Nevertheless, forecasts for interest rate hikes by the State Bank of Vietnam (SBV) and the anticipated slight appreciation of the dong should offset this somewhat, and FocusEconomics’ panelists forecast average inflation for 2022 well below the government’s 4.0% target.

Also, the International Monetary Fund (IMF) in July said that Vietnam’s headline inflation is projected at 3.9%, and core inflation at 2.3% by end-2022, citing that higher fuel prices will weigh on 2022 headline inflation both directly and through spillovers from energy intensive sectors to the rest of the economy.

Meanwhile, Standard Chartered Bank said its economists see inflation at 3.0% year on year in August in comparison to 3.2% in July and believe it is under control for now.
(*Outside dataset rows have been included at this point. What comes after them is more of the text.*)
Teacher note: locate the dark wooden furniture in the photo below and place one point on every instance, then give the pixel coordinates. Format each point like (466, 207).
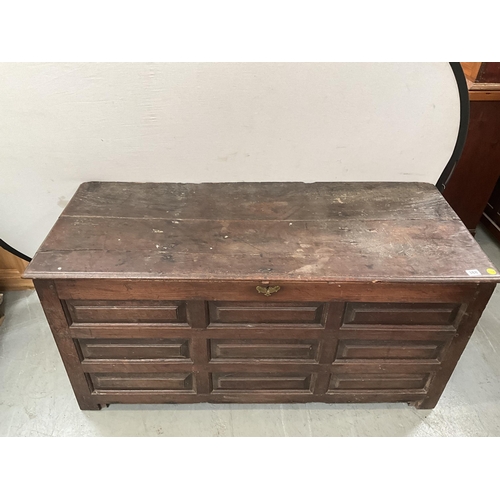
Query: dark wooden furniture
(491, 214)
(260, 292)
(478, 169)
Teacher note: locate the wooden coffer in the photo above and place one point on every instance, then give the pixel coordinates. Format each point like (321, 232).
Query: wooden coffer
(260, 292)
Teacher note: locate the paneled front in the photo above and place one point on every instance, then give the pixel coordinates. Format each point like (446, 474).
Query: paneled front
(377, 382)
(401, 314)
(134, 349)
(125, 311)
(264, 349)
(362, 350)
(256, 382)
(305, 314)
(179, 382)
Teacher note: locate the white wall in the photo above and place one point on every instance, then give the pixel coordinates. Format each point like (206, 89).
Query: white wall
(62, 124)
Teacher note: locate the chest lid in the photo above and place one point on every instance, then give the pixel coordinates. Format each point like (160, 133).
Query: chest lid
(360, 231)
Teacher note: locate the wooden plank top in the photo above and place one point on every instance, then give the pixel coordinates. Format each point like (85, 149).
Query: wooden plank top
(359, 231)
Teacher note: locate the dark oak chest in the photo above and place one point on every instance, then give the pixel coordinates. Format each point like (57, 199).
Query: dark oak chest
(260, 292)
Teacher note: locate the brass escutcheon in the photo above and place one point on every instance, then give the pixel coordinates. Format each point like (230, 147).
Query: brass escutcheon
(267, 290)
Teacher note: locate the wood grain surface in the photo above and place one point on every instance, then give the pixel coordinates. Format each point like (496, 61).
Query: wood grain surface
(275, 231)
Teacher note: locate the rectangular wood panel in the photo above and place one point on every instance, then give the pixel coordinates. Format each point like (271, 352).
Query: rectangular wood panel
(142, 381)
(260, 349)
(271, 313)
(126, 311)
(379, 349)
(247, 382)
(134, 349)
(373, 313)
(377, 381)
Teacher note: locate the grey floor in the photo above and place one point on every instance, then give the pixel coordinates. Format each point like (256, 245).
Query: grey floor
(36, 398)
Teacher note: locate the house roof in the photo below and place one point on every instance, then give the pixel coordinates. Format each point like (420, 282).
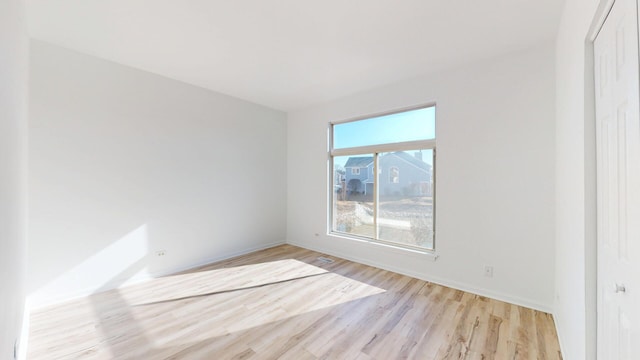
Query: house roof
(359, 161)
(411, 159)
(364, 161)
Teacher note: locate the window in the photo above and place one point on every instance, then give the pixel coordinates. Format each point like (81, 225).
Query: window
(377, 204)
(394, 175)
Price pressures may increase in the second half of 2022 and 2023; in addition to supply-side factors, demand-side factors might kick in more strongly.
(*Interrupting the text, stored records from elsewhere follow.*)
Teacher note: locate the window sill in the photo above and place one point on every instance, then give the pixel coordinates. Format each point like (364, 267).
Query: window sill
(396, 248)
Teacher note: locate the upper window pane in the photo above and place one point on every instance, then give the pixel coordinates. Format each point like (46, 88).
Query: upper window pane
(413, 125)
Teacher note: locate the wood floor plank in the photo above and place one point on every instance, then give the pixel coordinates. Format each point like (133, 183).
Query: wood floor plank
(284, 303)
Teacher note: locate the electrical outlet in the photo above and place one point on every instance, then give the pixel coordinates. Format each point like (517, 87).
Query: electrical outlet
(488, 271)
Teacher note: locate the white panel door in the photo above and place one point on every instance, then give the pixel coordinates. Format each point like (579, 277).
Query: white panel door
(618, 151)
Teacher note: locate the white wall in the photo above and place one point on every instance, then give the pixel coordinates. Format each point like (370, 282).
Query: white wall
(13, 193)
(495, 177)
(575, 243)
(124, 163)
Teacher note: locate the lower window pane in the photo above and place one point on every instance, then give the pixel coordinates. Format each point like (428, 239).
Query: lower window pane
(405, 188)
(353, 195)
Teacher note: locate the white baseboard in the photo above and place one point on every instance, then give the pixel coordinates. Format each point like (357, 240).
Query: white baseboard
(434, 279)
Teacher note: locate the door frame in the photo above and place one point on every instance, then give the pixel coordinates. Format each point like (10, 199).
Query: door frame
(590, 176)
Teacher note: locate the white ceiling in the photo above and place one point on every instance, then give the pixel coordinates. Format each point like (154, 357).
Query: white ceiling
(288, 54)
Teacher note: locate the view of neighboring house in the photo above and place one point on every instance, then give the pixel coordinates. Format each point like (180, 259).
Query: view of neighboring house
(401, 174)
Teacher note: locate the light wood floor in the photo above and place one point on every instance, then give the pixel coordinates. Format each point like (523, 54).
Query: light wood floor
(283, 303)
Standard Chartered Bank expects the SBV to stay vigilant against financial instability. The central bank plans to keep this year’s credit growth target at 14%, despite calls to raise it to ease cash-flow bottlenecks in the property market, according to SBV Governor Nguyen Thi Hong.
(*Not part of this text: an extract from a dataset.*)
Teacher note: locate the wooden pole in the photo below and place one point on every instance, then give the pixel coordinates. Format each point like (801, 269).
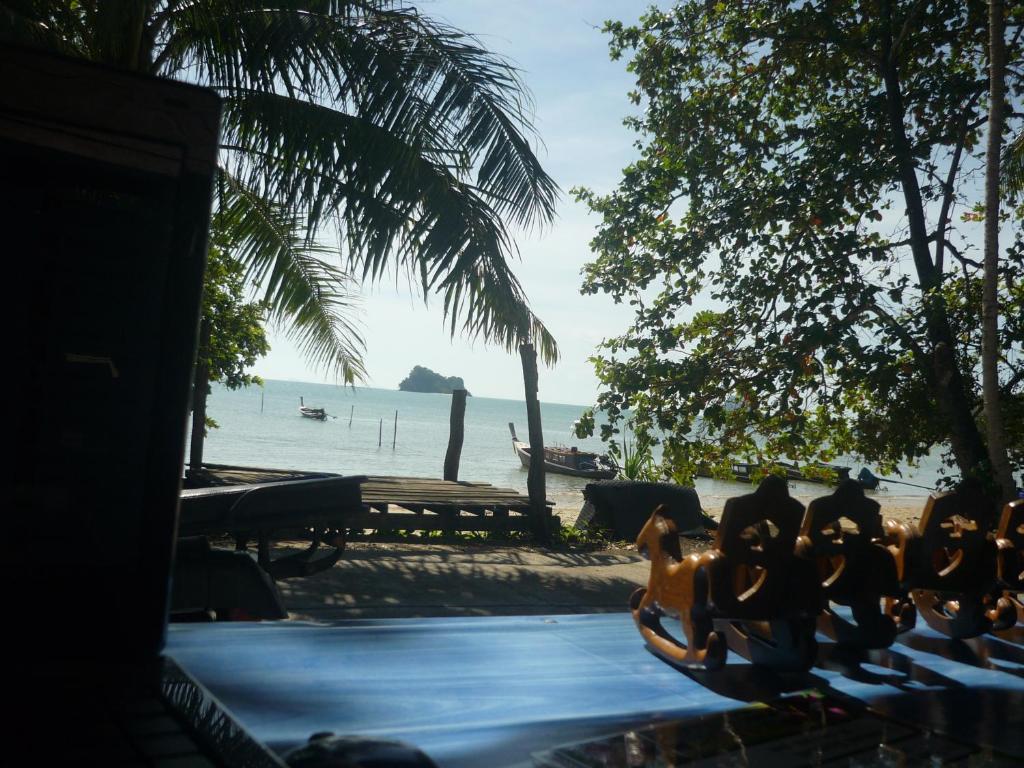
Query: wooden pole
(536, 482)
(201, 389)
(456, 433)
Banks may face greater liquidity risks on excessive lending to the real-estate sector – while 94% of property loans have maturities of 10-25 years, 80% of banks’ deposits are short-term. Vietnam’s credit growth has accelerated this year; it picked up to 9.4% year to date and 16.7% on-year in the first half of this year, according to SBV.

The Asian Development Bank (ADB) also stated that in Vietnam, trade continued to expand in the first eight months of 2022, and domestic mobility, manufacturing, and consumption rapidly recovered. But the economy faces challenges from a deteriorating external economic environment triggered by the aggressive monetary tightening of advanced economies and growth moderating in China.

“On balance, however, the growth forecast is maintained at 6.5% for this year and 6.7% for next year. Vietnam’s inflation forecasts are maintained at 3.8 and 4% as food production, once external demand is met, will remain ample,” the ADB said.

Despite the challenging global environment, the baseline outlook for Vietnam’s economy remains favourable. Reflecting low base effects, GDP is expected to grow by about 7.5% in 2022 and 6.7% in 2023, as economic activity continues to normalise. Despite strong growth, the economy will not return to full potential in 2022. Growth drivers are expected to pivot from external to domestic demand, and from manufacturing to services. The recovery of services - so far, a laggard - is expected

to pick up as consumers satisfy pent-up demand and foreign tourist arrivals rebound. In contrast, industrial production is expected to moderate as external demand weakens. Inflation is projected to accelerate to 3.8% in 2022, as higher energy and input prices pass through to prices of final products. Given continued second round effects, inflation is expected to rise further to 4% in 2023, before subsiding to 3.3% in 2024, as the supply shock dissipates. On the external side, the current account is expected to return to small surpluses (0.2-0.6% of GDP) in the medium term thanks to resilient goods exports, a recovery of foreign tourism, and strong remittances.

Inflation risks are also pronounced. While inflation so far seems to be driven by external supply factors, persistent price increases could cause inflation expectations to rise and feed into destabilising pressures on nominal wages and production costs. From the demand side, stronger domestic demand and especially the continued recovery of consumption could further compound price pressures. Higher than expected and more persistent inflation could in turn impair the recovery, especially of private consumption and investment.

In this context Vietnam’s policymakers confront the difficult task of balancing the need to provide continued policy support to solidify the recovery with the need to contain emerging inflation and financial risks. High uncertainty means that policies will have to remain responsive to the pace of the recovery both in Vietnam and the rest of the world and vigilant to inflation and financial risks.